21 Jun

Daily Watch – Float gets off to bright start, Unions threaten oil industry

  • The CBN has cleared a foreign exchange demand backlog of $4.02 billion on the first day of the implementation of a new foreign exchange regime which allowed the naira to float freely and effectively reflect market realities for the first time. The regulator, through a Special Secondary Market Intervention Sales, cleared the forex demand backlog through spot and forward sales. CBN’s intervention in the market, according to a spokesman, was in line with its desire to promote a transparent, liquid and efficient market, and in order to engender market confidence and ensure credible price formation. The naira plunged 31 percent to ₦288.85 against the American dollar on Monday at the close of trading at the newly established interbank market; while it also depreciated at the parallel market where it closed at ₦346 per dollar, down from a band of between ₦330 and ₦335 on Friday.

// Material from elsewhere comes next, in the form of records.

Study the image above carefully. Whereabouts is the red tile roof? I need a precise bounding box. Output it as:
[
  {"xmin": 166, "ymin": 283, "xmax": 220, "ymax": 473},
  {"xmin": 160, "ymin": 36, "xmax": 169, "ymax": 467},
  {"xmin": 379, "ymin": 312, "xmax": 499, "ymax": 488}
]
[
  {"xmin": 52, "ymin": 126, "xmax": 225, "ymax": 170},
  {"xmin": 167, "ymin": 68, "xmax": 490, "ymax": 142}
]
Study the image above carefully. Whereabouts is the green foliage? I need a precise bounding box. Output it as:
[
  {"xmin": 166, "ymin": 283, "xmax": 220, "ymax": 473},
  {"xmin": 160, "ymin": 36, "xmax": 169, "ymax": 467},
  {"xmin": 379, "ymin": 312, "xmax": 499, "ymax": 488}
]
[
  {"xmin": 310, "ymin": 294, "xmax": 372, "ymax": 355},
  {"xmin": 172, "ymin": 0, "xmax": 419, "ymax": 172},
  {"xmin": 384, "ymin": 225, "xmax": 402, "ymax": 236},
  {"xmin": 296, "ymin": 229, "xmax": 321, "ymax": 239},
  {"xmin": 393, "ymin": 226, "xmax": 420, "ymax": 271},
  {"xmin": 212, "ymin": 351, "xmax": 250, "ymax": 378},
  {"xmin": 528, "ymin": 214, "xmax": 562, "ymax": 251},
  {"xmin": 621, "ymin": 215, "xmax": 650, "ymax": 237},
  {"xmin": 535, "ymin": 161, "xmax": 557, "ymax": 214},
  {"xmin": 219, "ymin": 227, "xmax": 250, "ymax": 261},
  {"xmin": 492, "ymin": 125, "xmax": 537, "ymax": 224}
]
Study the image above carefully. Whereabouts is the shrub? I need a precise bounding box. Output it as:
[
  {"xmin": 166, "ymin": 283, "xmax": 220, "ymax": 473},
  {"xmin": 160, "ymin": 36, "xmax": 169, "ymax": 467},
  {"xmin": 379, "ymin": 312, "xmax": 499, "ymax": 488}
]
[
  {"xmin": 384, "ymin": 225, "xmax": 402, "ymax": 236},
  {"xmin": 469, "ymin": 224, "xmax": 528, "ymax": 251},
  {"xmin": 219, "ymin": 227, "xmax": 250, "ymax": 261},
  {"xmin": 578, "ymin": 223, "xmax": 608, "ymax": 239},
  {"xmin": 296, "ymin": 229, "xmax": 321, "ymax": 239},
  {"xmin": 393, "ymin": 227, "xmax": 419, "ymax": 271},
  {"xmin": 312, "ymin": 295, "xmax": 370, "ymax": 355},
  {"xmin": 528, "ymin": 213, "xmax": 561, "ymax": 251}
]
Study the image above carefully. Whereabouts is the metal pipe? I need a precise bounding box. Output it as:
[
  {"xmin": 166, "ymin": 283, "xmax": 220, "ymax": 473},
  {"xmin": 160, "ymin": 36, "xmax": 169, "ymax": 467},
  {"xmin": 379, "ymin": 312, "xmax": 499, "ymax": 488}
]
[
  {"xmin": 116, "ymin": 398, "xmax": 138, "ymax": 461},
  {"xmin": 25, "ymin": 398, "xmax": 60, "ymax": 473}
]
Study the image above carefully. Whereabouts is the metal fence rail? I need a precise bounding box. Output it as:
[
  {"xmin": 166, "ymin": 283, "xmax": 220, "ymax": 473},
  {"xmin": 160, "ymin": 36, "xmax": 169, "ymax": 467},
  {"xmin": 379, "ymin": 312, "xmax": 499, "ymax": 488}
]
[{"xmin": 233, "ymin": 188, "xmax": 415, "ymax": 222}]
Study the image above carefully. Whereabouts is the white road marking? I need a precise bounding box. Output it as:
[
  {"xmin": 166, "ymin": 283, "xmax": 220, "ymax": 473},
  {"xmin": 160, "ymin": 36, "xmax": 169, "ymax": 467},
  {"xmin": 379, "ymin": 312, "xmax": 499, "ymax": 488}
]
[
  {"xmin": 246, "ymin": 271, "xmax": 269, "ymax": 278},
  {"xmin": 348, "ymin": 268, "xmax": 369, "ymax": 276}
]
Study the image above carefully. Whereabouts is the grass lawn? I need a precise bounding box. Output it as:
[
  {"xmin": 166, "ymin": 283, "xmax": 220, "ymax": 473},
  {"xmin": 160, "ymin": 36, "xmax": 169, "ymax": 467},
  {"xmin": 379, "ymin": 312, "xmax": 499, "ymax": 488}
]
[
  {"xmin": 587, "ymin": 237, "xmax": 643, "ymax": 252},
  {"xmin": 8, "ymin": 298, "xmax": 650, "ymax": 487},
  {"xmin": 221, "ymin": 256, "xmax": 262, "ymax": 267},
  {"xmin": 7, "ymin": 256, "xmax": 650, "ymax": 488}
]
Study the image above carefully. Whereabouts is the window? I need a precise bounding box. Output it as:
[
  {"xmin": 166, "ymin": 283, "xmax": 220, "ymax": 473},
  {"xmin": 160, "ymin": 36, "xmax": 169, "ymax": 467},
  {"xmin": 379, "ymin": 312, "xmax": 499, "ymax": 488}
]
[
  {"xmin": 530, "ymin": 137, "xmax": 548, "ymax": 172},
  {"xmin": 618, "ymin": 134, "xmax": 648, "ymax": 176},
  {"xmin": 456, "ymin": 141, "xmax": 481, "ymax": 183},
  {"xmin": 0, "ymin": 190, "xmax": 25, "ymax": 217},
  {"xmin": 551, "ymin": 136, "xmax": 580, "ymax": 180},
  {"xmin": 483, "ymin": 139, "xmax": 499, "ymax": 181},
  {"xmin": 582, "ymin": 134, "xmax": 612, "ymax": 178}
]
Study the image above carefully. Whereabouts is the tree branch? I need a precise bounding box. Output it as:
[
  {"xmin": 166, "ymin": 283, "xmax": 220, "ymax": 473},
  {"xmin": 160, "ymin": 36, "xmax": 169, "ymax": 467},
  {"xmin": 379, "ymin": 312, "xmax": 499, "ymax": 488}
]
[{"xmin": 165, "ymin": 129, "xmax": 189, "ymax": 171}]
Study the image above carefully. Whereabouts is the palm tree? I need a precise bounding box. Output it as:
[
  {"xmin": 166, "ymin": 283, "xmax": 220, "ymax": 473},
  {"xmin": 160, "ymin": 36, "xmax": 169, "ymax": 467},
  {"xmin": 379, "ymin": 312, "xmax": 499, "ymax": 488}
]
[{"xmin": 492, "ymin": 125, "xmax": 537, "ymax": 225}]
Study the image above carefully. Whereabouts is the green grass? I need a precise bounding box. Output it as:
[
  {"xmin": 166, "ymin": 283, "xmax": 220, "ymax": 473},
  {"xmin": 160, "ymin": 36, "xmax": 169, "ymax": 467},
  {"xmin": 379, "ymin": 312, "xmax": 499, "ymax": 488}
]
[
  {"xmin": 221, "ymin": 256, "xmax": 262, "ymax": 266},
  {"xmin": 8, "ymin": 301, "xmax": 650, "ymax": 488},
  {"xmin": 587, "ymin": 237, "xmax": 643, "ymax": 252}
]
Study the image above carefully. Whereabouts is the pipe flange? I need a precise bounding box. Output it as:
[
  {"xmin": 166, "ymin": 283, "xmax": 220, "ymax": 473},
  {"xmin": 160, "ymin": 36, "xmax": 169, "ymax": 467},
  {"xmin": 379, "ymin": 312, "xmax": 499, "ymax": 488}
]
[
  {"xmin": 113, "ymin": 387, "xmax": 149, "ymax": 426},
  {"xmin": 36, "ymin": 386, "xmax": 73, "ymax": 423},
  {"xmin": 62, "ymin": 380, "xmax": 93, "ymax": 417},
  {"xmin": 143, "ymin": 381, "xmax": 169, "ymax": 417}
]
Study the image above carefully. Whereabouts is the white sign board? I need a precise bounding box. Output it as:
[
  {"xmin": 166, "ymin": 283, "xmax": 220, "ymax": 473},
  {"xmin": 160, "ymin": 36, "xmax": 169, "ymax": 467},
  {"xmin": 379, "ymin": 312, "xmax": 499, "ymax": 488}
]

  • The governor of Kwara, Abdulfattah Ahmed, says the school feeding programme by the FG for junior secondary school pupils in Nigeria, will help to stimulate local agriculture support schemes across in the country. Ahmed described the programme as a concrete effort in boosting human capital development in both education and agriculture. Ekiti governor, Ayodele Fayose had last week said that the school feeding programme must be done without the proposed 40 percent counterpart funding from the states. The National Home Grown School Feeding Strategic Plan was launched in early June by Vice-President Yemi Osinbajo and is targeted at twenty million children of school age across the country. The one-meal per day programme will be funded as part of the ₦500 billion earmarked in the 2016 budget to social investment programmes.
  • PENGASSAN has threatened to shut down operations and activities in the oil and gas industry if some employers in the industry do not stop what they call “anti-labour practices.” The union issued a seven-day ultimatum within which employers should end all anti-labour practices in their companies or risk an industrial action that would totally ground the oil and gas industry. The prospect of yet another oil employee shutdown in Nigeria’s oil industry threatens to worsen the economic slowdown in Africa’s largest economy which has been battered by the fall in oil prices since mid-2014 amid a drop in production this year to an almost three-decade low as militants bomb crude and gas pipelines.